The Scripps newspaper family-owned, among other newspapers, The Detroit News. They noticed when the Titanic sunk, in 1912, that radio sent the news far faster than telegraphs or telephones.
An Experiment
In 1920 radio was for what today we’d call early adopters. There were few broadcasts and most of those were sporadic broadcasting of recorded music. Most people from this era believed the value of radio was a long-distance one-to-one communication device.
However, a small number of forward thinkers realized that radio might become a mass media. Individual stations could broadcast to an enormous number of people.

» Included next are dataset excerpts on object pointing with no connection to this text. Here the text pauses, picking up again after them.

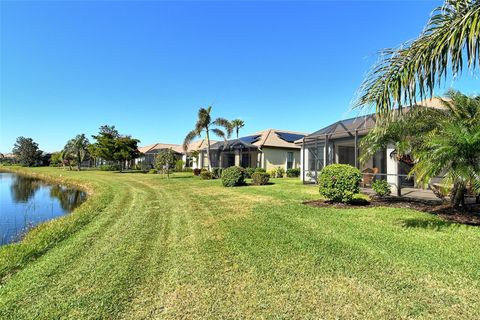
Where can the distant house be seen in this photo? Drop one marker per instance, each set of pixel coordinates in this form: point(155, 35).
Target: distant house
point(149, 152)
point(268, 149)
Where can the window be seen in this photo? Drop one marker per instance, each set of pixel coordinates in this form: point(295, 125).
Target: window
point(289, 160)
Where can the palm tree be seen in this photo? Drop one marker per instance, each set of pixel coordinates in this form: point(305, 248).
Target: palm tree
point(205, 125)
point(236, 125)
point(77, 148)
point(450, 41)
point(442, 142)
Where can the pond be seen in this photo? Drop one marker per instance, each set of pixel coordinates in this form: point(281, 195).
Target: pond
point(25, 202)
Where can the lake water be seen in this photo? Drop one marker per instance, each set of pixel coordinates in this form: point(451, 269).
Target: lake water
point(26, 202)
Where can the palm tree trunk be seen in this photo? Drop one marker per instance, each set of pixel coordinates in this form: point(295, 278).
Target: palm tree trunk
point(208, 149)
point(457, 195)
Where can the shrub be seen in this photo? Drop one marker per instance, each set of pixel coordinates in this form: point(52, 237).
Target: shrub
point(217, 172)
point(206, 175)
point(249, 172)
point(179, 165)
point(381, 188)
point(339, 182)
point(233, 176)
point(110, 167)
point(260, 178)
point(360, 199)
point(278, 172)
point(293, 173)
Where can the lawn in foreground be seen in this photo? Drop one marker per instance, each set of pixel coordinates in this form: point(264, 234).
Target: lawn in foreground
point(150, 247)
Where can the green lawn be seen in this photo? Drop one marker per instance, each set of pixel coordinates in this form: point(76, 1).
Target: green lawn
point(146, 247)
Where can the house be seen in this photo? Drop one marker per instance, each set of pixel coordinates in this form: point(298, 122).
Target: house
point(339, 143)
point(149, 152)
point(268, 149)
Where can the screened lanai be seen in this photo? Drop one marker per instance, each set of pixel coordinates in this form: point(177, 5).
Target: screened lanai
point(339, 143)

The Scripps decided to take a risk and hired a small crew, an unnamed teenager and “radio pioneer” Michael Lyons to create a radio station. At that time, there were few regulations about broadcast spectrum. Lyons applied for a radio license in his own name rather than the companies. This is something we’d see 75 years later with the early World-wide-web.
For their first week the new radio station, WWJ, broadcast music like other radio stations.
WWJ Goes Live
However, on August 30, 1920, WWJ made the first news broadcast, reading articles from The Detroit News.
The newspaper hailed the broadcast in what Wired Magazine, in 2010, referred to as “an amusingly self-congratulatory and hyperbolic story about itself.”
“The sending of the election returns by The Detroit News’ radiophone Tuesday night was fraught with romance and must go down in the history of man’s conquest of the elements as a gigantic step in his progress. In the four hours that the apparatus, set up in an out-of-the-way corner of The News Building, was hissing and whirring its message into space, few realized that a dream and a prediction had come true. The news of the world was being given forth through this invisible trumpet to the waiting crowds in the unseen market place.”
Wired was wrong describing in their description. The invention of broadcast news was momentous. It since has started and stopped wars. Presidents and Prime Ministers were elected or thrown from office. For better or worse, radio then television news went on to dominate print news.